Lori Tsugawa Whaley: Courage. I felt that if I could write a book and overcome reading at a seventh-grade level — that was quite an ordeal — then I could overcome traumatic brain injury. And so I finished the book, and that was quite a landmark for me. Courage is facing your fears, and I had a lot of fears to face — finding myself reading at that low level, and also my fear of doctors. I’d really never been to so many medical and therapy appointments in my life as during that period of regaining wellness. I had avoided doctors like the plague. But I had to rely on them, because I couldn’t do it myself.
Humanities Washington: Your book also features Japanese Americans who you hold up as representing a bushido principle. Who’s your favorite among the people you chose?
Lori Tsugawa Whaley: I’d have to say Chiune Sugihara, the diplomat to Lithuania for Japan (1939-40). Against the orders of the Japanese, he wrote visas to save the lives of Jewish people. He had nothing to gain, and he knew that it could mean his life or imprisonment, which it did — he was imprisoned for 18 months with his family, and then blacklisted. He always stood for what was right. He was everything relating to bushido — courage, integrity, benevolence. Sugihara was a samurai warrior, yet he did not handle a sword.
Humanities Washington: For you, this has been a journey of reclamation. But sometimes people with European heritage, like myself, will gravitate toward ideas that come from Asian countries. So does it give you pause when you see a person of my heritage glomming onto these ideas? Or are you happy to spread these ideals as far as you can?
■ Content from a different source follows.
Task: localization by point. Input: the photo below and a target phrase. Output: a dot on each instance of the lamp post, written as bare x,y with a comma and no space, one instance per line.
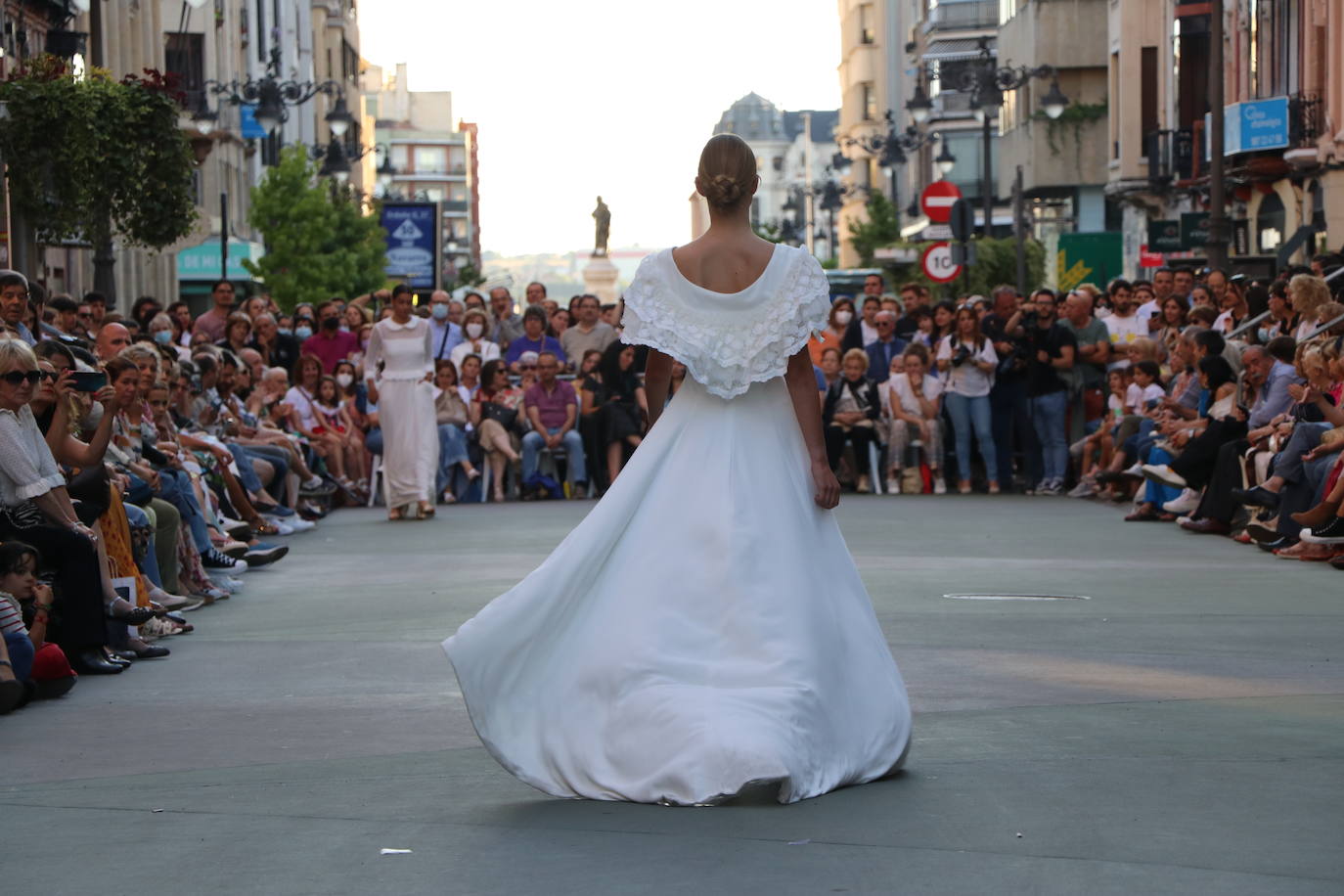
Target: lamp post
987,83
272,98
890,150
Lori Tsugawa Whaley: That’s one of my major goals: To share about the code of bushido. Because I believe in this day and age, people are looking for leaders, and unless one can lead themselves, they can’t lead others. What better moral framework to have? Because if you have no framework, or don’t stand for anything, you stand for nothing. I share about the code of bushido because a person can adopt one principle, or all of it. And it’s not just for the Japanese. Good ethics never go out of style — that’s my philosophy.